Optimal parameters for search time identified

Quantum speedup possible within physical bounds

Resetting enhances convergence for finite databases

Abstract

Searching a database is a central task in computer science and is paradigmatic of transport and optimization problems in physics. For an unstructured search, Grover's algorithm predicts a quadratic speedup, with the search time $\tau(N)=\Theta(\sqrt{N})$ and $N$ the database size. Numerical studies suggest that the time complexity can change in the presence of feedback, injecting information during the search. Here, we determine the time complexity of the quantum analog of a randomized algorithm, which implements feedback in a simple form.

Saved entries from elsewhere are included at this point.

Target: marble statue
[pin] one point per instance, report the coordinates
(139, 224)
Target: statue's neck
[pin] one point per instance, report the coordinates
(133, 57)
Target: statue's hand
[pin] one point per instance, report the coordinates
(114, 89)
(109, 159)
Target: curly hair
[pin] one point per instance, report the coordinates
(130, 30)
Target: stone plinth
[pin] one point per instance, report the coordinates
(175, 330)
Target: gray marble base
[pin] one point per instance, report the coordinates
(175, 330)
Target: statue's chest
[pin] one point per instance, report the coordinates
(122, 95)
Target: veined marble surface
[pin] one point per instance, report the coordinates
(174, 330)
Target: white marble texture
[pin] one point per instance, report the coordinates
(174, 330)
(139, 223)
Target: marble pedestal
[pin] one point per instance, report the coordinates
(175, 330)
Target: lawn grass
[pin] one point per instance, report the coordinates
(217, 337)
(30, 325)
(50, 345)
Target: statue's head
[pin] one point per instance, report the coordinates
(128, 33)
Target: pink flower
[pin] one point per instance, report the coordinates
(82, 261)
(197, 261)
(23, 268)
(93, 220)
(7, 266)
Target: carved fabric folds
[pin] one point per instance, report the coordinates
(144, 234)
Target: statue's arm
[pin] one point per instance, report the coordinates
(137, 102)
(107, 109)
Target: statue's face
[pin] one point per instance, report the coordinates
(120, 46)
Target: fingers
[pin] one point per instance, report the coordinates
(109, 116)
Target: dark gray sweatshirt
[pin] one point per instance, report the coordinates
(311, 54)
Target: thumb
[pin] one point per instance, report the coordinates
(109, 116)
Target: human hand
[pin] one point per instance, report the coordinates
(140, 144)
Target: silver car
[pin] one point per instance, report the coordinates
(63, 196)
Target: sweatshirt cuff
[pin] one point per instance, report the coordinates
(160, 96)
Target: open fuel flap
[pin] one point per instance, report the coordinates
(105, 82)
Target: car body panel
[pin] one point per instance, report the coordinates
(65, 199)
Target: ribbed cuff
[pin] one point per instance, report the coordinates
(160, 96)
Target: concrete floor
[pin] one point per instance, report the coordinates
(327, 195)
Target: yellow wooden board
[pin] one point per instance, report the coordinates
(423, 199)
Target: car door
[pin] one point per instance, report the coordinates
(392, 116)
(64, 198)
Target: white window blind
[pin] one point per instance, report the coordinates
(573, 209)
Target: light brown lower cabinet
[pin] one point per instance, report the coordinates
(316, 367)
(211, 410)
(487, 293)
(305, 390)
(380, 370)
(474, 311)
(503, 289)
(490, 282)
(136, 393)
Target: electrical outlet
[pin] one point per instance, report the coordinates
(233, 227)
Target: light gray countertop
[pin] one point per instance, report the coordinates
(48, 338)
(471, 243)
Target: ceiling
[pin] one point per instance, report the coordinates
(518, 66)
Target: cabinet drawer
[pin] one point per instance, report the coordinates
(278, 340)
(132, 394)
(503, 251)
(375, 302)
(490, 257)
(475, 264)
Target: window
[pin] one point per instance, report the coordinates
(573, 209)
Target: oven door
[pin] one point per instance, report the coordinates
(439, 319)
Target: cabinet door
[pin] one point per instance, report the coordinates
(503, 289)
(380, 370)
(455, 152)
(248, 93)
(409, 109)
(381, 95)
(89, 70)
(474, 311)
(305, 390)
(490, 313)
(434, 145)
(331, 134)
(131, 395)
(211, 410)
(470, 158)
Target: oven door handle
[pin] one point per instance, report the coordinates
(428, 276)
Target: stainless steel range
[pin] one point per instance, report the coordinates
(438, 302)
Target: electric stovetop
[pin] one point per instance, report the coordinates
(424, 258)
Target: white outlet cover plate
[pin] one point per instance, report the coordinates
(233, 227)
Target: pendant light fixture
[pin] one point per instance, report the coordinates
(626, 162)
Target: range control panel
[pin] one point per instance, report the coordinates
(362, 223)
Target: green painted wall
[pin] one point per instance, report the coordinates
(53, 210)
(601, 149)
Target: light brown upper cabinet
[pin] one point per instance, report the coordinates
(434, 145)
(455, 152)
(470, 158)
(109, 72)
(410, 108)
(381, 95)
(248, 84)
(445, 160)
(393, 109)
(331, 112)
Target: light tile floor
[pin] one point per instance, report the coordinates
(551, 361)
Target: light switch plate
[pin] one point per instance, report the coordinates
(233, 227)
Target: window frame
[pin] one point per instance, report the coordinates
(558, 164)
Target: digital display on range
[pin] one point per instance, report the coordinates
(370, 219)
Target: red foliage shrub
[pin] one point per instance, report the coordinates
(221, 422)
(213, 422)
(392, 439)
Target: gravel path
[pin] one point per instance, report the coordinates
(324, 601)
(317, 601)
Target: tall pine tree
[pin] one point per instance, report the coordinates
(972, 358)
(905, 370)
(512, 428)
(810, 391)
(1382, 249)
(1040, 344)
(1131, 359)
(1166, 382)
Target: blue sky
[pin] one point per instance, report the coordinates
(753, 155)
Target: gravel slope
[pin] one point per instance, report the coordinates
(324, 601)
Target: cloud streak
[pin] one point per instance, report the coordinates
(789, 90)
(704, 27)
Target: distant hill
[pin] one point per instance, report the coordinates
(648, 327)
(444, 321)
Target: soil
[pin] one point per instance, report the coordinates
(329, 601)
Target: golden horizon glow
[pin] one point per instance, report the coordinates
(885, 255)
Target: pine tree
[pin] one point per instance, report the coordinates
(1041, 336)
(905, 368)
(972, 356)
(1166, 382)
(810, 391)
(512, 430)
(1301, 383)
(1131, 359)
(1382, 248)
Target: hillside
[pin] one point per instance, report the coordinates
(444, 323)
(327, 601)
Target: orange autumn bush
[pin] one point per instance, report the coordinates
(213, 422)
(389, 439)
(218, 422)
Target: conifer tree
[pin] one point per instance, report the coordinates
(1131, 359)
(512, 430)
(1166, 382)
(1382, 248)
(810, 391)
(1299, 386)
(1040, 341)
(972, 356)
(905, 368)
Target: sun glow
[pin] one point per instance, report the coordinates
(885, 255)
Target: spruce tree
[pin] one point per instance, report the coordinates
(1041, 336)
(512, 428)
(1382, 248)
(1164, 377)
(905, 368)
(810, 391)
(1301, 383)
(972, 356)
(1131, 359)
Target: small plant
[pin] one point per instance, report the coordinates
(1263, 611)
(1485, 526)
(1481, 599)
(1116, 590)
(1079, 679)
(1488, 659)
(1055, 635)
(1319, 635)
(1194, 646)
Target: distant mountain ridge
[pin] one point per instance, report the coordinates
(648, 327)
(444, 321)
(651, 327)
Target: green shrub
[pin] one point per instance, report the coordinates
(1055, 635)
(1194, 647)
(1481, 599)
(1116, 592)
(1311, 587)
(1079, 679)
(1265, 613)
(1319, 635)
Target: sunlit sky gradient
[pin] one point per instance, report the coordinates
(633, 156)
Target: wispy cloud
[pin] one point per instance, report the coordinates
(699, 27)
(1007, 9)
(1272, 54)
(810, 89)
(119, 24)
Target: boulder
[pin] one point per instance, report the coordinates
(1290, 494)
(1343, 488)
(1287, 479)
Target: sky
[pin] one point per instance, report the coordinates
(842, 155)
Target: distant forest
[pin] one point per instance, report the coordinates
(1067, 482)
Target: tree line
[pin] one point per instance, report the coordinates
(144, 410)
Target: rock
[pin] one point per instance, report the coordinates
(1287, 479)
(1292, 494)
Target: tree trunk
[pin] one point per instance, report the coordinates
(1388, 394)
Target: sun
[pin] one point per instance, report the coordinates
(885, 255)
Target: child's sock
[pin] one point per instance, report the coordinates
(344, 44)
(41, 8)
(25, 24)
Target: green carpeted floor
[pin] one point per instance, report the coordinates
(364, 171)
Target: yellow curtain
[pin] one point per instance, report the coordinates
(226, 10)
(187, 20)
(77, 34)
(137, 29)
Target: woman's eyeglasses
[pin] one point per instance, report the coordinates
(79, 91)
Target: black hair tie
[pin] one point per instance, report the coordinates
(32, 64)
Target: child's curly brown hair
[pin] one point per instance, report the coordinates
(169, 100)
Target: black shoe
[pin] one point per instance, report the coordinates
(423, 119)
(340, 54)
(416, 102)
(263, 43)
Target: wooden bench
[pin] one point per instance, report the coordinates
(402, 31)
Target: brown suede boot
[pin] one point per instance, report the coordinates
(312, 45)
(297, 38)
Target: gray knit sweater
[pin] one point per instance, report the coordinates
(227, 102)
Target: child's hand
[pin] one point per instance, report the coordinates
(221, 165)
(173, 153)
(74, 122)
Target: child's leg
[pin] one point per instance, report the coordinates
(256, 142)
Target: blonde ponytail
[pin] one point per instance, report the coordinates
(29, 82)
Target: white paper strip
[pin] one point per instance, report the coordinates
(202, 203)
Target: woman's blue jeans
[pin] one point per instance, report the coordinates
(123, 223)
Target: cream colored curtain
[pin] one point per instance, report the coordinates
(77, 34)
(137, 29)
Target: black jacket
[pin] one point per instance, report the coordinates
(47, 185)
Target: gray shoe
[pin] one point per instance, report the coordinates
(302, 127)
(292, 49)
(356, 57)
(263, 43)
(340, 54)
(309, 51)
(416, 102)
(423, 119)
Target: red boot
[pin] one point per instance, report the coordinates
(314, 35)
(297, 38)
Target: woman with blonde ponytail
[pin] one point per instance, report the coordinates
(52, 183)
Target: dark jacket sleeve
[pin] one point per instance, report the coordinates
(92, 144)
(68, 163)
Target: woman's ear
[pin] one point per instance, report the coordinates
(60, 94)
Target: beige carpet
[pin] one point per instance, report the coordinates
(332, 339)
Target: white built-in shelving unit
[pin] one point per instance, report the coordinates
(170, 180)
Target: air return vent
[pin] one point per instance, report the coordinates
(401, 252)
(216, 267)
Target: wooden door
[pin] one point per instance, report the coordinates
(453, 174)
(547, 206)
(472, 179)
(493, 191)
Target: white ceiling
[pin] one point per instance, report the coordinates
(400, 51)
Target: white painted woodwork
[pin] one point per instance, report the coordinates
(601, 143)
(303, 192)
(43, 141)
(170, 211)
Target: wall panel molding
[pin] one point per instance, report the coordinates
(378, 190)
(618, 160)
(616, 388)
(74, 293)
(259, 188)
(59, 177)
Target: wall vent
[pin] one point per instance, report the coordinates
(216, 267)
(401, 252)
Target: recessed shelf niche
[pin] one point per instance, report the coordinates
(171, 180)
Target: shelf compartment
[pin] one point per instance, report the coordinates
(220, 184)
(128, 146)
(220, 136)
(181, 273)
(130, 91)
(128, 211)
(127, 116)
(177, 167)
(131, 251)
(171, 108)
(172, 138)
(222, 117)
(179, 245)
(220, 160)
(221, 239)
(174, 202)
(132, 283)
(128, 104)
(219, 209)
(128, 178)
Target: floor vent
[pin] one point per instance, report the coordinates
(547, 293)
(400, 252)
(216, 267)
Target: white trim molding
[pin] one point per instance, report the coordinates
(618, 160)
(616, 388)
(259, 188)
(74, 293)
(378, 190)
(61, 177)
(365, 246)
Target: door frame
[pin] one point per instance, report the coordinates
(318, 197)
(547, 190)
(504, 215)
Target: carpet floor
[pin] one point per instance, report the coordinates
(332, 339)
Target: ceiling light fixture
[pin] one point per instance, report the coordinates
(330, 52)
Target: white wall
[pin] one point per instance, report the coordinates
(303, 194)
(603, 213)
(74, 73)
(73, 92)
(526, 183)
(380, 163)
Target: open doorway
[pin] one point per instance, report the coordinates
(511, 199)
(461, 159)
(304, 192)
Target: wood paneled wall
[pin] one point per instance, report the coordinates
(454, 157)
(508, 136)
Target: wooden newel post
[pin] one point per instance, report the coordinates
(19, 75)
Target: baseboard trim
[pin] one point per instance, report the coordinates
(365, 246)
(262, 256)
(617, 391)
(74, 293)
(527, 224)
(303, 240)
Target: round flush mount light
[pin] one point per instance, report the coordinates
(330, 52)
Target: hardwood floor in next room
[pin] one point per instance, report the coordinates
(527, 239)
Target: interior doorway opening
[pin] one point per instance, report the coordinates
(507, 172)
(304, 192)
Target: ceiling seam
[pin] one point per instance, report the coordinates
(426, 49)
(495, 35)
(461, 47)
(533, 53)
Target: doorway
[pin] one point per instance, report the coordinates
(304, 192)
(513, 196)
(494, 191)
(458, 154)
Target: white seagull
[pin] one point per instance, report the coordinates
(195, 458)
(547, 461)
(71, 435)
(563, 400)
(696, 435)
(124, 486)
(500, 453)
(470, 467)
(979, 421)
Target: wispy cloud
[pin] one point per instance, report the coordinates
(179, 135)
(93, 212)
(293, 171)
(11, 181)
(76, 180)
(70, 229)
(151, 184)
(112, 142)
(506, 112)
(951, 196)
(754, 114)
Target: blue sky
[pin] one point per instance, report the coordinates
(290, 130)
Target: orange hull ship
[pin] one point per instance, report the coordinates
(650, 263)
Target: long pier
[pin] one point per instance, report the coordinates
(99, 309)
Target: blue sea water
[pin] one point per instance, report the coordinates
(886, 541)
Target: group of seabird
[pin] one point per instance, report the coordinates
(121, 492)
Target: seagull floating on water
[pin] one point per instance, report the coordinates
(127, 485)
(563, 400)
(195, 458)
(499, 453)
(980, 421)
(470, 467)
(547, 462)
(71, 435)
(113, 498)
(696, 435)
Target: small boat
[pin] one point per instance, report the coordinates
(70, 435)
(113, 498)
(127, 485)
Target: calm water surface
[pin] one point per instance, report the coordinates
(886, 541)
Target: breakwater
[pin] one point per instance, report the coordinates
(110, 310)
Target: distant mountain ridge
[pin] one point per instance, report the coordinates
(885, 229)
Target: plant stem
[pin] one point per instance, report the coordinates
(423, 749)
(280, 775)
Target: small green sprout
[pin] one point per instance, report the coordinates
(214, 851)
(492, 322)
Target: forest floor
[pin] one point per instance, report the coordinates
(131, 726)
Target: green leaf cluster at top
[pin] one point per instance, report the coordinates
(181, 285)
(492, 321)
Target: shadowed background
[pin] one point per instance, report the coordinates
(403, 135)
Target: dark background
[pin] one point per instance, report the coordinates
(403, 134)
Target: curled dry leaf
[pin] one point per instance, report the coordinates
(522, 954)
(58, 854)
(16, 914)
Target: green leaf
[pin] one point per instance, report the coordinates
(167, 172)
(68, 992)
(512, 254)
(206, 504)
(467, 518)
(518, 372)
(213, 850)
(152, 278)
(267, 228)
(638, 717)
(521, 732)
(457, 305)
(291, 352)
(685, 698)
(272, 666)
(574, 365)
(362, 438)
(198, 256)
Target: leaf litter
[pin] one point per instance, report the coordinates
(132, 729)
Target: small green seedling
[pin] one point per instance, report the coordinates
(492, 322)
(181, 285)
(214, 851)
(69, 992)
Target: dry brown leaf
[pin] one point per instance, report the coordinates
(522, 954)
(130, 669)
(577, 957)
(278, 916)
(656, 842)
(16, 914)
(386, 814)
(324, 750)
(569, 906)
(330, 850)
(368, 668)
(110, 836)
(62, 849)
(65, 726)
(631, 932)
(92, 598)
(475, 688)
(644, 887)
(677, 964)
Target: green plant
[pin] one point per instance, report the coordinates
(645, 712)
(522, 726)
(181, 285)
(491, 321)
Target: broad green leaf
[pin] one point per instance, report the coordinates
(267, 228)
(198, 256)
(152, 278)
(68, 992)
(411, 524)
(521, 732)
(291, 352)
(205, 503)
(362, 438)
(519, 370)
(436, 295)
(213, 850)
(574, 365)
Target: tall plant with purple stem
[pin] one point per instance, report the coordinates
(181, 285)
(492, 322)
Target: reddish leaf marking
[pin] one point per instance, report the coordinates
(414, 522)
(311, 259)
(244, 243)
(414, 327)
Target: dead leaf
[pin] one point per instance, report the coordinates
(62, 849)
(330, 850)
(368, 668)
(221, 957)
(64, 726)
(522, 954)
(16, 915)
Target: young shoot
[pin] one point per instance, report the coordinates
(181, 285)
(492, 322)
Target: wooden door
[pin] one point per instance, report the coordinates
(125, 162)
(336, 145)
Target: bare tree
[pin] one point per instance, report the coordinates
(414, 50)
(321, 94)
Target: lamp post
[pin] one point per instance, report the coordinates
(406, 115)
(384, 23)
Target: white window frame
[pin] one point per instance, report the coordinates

The search is a continuous-time quantum walk on a complete graph, where the target is continuously monitored by a detector. Additionally, the quantum state is reset if the detector does not click within a specified time interval. This yields a non-unitary, non-Markovian dynamics. We optimize the search time as a function of the hopping amplitude, detection rate, and resetting rate, and identify the conditions under which time complexity could outperform Grover's scaling. The overall search time does not violate Grover's optimality bound when including the time budget of the physical implementation of the measurement. For databases of finite sizes monitoring can warrant rapid convergence and provides a promising avenue for fault-tolerant quantum searches.